Calling someone a fast learner implies that the ability to acquire a skill or information is a given trait, says Delta columnist Boudewijn de Roode.

‘It’s never too late to learn’. I know for a fact that this does not mean that unwrapping your textbook for the first time a week before the exam is not too late, because it is. You’re better off barely following the curriculum than thinking you’re able to do it at the eleventh hour.


When thinking of a fast learner, what comes to mind is that girl in class who got good grades while seeming to barely work any harder than the rest. But calling someone a fast learner is actually selling them and, by extension, yourself short. Because it implies that the ability to acquire a skill or information is simply a given trait, so there is no credit in having it nor reason in pursuing it. Outside the fact that aptitude for specific skills is to some degree inherited, the ability to learn is one that applies to all skills and should be honed by definition.


Make more mistakes, practice makes perfect


Entire books have been written on training and using your memory efficiently. The endless waxing on and off may teach you a certain karate move, but learning in general goes beyond this. Have you ever lain in bed and had a revelation about a subject you read hours ago?

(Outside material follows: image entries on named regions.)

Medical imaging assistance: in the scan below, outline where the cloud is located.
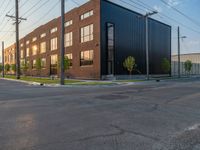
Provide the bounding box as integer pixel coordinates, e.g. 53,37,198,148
153,5,162,12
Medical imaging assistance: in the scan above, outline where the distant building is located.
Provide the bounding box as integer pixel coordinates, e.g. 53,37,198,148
5,0,171,79
172,53,200,64
171,53,200,75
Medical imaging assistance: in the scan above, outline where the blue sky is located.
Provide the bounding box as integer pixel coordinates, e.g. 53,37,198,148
0,0,200,61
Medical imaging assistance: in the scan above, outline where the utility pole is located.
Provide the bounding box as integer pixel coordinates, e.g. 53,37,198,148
1,42,5,78
178,27,181,78
15,0,20,79
60,0,65,85
178,26,187,78
144,11,158,80
6,0,26,79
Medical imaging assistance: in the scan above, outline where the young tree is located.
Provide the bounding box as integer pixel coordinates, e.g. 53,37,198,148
123,56,136,75
11,64,16,72
58,56,71,72
36,58,42,75
161,58,171,74
184,60,192,75
4,64,10,73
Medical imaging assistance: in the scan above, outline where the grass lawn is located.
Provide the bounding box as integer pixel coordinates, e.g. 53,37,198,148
2,75,82,84
75,81,115,86
116,79,146,82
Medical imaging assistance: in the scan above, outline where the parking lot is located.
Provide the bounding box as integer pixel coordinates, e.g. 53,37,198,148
0,79,200,150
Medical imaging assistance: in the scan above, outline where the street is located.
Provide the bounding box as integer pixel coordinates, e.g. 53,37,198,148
0,79,200,150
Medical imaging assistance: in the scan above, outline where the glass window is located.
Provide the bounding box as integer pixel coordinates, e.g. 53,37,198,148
41,58,47,68
51,55,58,65
20,59,25,66
32,45,38,55
26,48,30,57
40,42,46,53
65,20,73,27
80,50,94,66
81,24,93,43
81,10,94,20
32,59,36,69
65,53,73,66
51,38,57,51
20,49,24,59
32,37,37,42
40,33,46,38
51,27,58,33
106,23,114,74
65,32,73,47
26,60,30,68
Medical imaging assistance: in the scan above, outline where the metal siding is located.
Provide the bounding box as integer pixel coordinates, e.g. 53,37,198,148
101,0,171,75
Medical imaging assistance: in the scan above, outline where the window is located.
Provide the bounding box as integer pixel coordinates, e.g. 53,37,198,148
65,20,73,27
32,37,37,42
26,48,30,57
51,38,57,51
25,60,30,69
81,10,94,20
51,27,58,33
50,55,58,75
106,23,115,75
40,42,46,53
20,59,25,67
32,45,37,55
32,59,36,69
65,32,73,47
65,53,73,66
41,58,47,68
40,33,46,38
81,24,93,43
80,50,94,66
51,55,58,65
20,50,24,59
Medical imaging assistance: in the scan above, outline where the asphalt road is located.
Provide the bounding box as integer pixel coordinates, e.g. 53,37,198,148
0,79,200,150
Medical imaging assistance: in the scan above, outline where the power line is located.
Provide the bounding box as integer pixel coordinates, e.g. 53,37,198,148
129,0,200,34
22,0,49,17
160,0,200,27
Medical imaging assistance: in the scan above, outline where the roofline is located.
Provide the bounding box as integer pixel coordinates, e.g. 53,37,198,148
102,0,172,28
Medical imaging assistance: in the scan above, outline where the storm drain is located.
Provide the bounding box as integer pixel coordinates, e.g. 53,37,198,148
95,94,129,100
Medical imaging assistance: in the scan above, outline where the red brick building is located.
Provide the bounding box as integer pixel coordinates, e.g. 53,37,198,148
4,0,100,79
5,0,171,79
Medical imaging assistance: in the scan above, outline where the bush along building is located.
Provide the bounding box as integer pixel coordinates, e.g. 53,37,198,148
4,0,171,79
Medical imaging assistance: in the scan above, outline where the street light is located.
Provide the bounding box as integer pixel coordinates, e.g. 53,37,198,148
144,11,158,80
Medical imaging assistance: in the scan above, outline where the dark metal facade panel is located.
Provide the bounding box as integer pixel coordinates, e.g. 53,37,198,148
101,0,171,75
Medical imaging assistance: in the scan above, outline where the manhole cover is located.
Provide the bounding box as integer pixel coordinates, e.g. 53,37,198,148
96,94,129,100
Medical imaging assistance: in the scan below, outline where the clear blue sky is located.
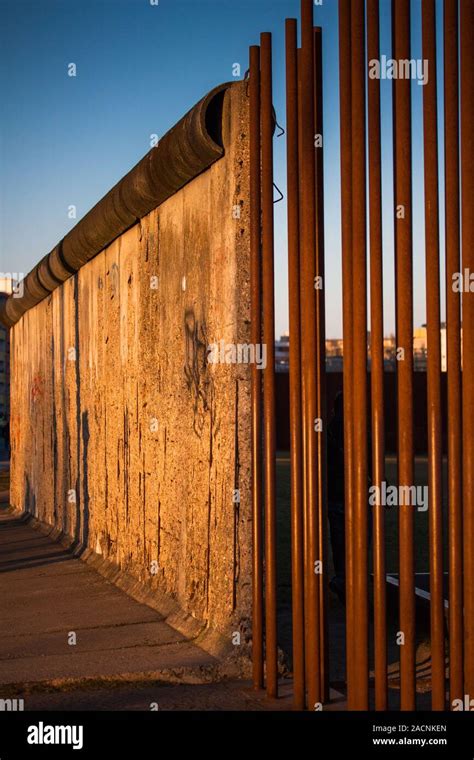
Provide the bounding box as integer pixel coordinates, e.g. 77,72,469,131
0,0,444,337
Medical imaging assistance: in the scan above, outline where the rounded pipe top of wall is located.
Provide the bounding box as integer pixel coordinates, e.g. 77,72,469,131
0,82,237,327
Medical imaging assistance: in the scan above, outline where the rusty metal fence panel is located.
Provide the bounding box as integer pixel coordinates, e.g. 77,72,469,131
250,0,474,710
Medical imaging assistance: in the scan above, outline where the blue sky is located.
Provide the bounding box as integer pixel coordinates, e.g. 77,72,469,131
0,0,444,337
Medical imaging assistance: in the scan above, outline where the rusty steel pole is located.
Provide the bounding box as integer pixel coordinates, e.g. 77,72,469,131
249,45,263,689
367,0,387,710
339,0,357,709
285,19,305,710
313,26,329,702
351,0,369,710
421,0,445,710
260,32,278,697
300,0,321,710
392,0,416,710
460,0,474,698
444,0,464,705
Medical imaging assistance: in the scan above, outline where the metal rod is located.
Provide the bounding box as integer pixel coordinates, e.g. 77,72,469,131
249,45,263,689
351,0,369,710
421,0,445,710
313,27,329,702
260,32,278,697
285,19,305,710
392,0,416,710
300,0,321,709
339,0,357,709
460,0,474,698
444,0,464,705
367,0,387,710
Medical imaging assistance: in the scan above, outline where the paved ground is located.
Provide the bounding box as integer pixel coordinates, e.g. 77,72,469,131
0,507,260,709
0,504,328,711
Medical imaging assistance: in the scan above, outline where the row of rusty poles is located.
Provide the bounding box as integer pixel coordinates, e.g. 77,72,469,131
250,0,474,710
249,0,329,709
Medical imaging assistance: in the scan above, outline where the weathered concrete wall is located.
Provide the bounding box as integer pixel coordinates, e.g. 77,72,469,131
11,84,251,652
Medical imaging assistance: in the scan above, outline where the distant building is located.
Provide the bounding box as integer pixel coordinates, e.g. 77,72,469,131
275,333,290,372
275,322,447,372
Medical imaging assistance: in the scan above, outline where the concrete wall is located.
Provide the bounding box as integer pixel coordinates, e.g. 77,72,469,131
11,84,251,652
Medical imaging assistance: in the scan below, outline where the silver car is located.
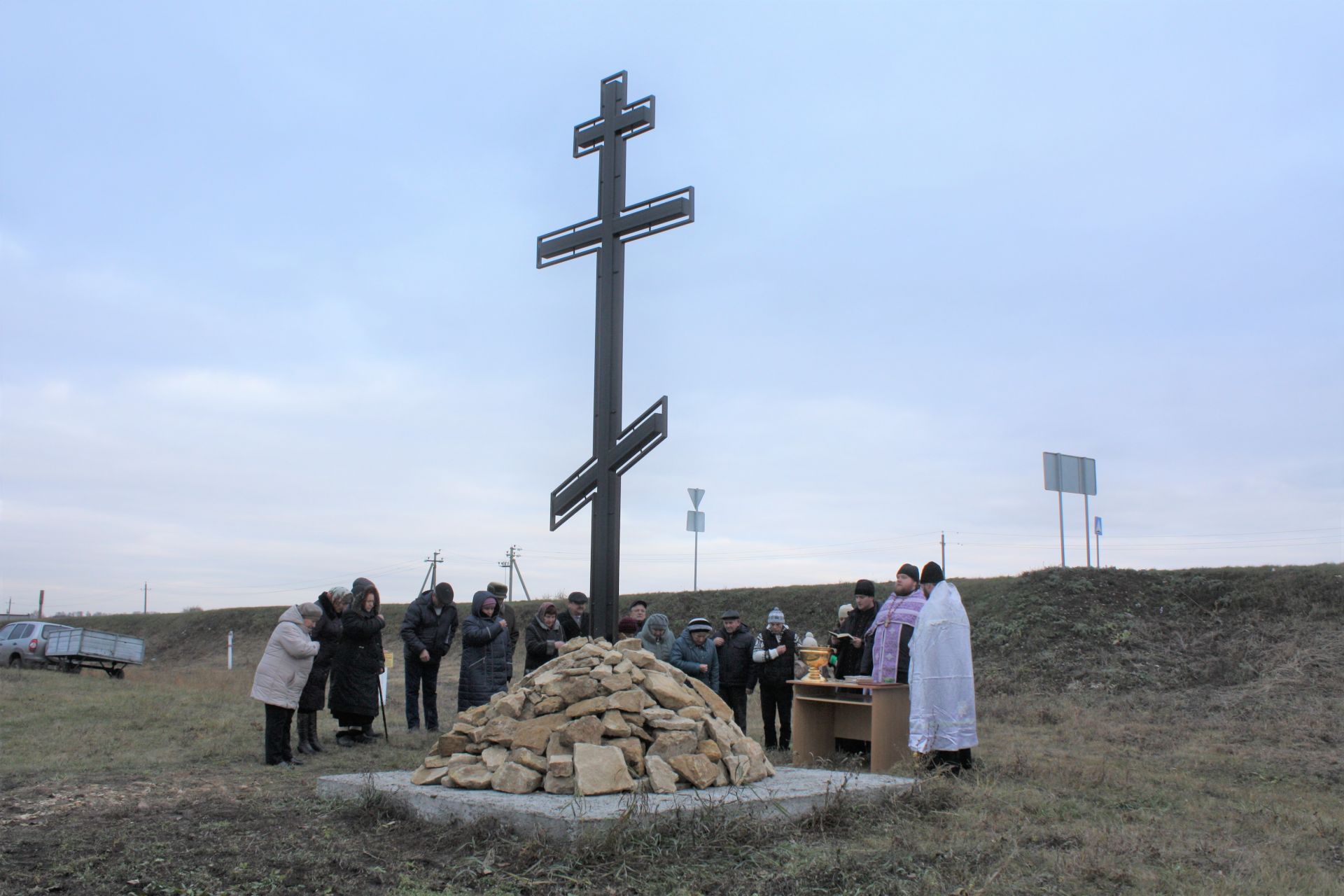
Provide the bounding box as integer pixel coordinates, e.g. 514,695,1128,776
0,621,70,669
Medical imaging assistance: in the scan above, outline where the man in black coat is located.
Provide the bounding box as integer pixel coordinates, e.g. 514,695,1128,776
831,579,878,677
714,610,757,734
561,591,593,640
485,582,523,680
402,582,457,731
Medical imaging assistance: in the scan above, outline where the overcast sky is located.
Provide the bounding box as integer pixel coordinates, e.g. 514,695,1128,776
0,0,1344,611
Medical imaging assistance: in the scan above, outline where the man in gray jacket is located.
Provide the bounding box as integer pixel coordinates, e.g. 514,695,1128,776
402,582,457,731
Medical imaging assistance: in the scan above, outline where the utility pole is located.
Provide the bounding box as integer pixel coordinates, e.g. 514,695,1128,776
500,544,532,601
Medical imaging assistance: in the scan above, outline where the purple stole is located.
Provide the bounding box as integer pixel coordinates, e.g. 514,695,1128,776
867,589,926,684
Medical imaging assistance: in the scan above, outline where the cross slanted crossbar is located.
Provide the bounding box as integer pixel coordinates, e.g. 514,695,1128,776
536,71,695,638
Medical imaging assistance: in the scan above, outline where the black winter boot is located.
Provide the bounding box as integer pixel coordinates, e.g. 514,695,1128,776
308,712,323,752
298,712,317,755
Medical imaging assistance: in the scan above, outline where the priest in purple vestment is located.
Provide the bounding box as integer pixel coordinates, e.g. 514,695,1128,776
864,563,925,684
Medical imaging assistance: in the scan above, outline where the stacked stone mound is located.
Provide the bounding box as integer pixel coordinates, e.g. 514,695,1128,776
412,638,774,797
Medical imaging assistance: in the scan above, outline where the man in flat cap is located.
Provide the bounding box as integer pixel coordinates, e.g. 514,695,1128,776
919,560,944,598
561,591,593,640
714,610,755,734
485,582,523,680
400,582,457,731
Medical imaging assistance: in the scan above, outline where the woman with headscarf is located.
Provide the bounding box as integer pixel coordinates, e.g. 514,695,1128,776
328,578,386,747
298,589,349,754
251,603,323,769
640,612,676,662
523,601,564,674
457,591,513,712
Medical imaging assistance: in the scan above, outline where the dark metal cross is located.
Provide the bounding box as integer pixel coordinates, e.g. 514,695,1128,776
536,71,695,639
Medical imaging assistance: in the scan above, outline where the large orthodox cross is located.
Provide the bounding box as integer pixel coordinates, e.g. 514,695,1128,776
536,71,695,640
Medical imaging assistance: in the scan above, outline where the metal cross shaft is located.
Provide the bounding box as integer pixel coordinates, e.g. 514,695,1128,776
536,71,695,639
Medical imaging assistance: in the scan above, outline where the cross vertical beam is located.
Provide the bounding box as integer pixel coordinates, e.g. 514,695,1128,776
536,71,695,639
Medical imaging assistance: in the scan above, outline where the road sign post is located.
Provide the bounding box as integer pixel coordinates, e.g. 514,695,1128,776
1042,451,1097,566
685,489,704,591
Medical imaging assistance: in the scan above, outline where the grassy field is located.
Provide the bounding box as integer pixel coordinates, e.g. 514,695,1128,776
0,566,1344,896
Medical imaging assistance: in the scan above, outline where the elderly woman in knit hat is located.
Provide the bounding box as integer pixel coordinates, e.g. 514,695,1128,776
668,617,719,692
751,607,798,750
457,591,513,712
640,612,676,662
251,603,323,769
523,601,564,674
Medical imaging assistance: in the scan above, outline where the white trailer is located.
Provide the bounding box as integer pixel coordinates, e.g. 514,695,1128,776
47,629,145,678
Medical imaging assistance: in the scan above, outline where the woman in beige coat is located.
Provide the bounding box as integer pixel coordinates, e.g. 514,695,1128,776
251,603,323,769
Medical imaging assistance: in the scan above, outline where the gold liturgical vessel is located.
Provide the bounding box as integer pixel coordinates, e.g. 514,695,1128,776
798,648,831,681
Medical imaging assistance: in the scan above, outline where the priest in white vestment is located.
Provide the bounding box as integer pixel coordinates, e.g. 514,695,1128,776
910,576,979,772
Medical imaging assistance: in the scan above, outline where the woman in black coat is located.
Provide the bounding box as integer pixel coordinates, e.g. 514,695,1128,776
298,589,349,754
523,601,567,674
327,579,384,747
457,591,513,712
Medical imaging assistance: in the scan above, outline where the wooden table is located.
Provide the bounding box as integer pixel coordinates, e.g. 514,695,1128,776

This is actually typical. Apparently the brain works on two levels. It consciously acquires new information, but it ‘connects the dots’ in the subconscious.This is also why it’s ineffective to endlessly stare at a problem you’re stuck on. You have more chance solving the problem by not trying to.

So that girl in class actually did learn much more with little effort. Finally, open your mind to how your brain works. It took me years to figure out how to work with mine and it still feels like I have a long way to go. I am a massive scatterbrain and have a very short attention span. As a result, I now meticulously note what I have to do, cross out what is done and take note how I did it.

Only recently did I realise that I actually learn like a toddler: I have to be told something several times. I could read twice not to put my fingers in a wall outlet, but until the current actually flows through my nerves the message simply won’t get through. In the end it comes down to consciously undergoing what life throws at you. Make more mistakes, practice makes perfect.


Boudewijn de Roode was bachelor student mechanical engineering and is currently working as a project engineer.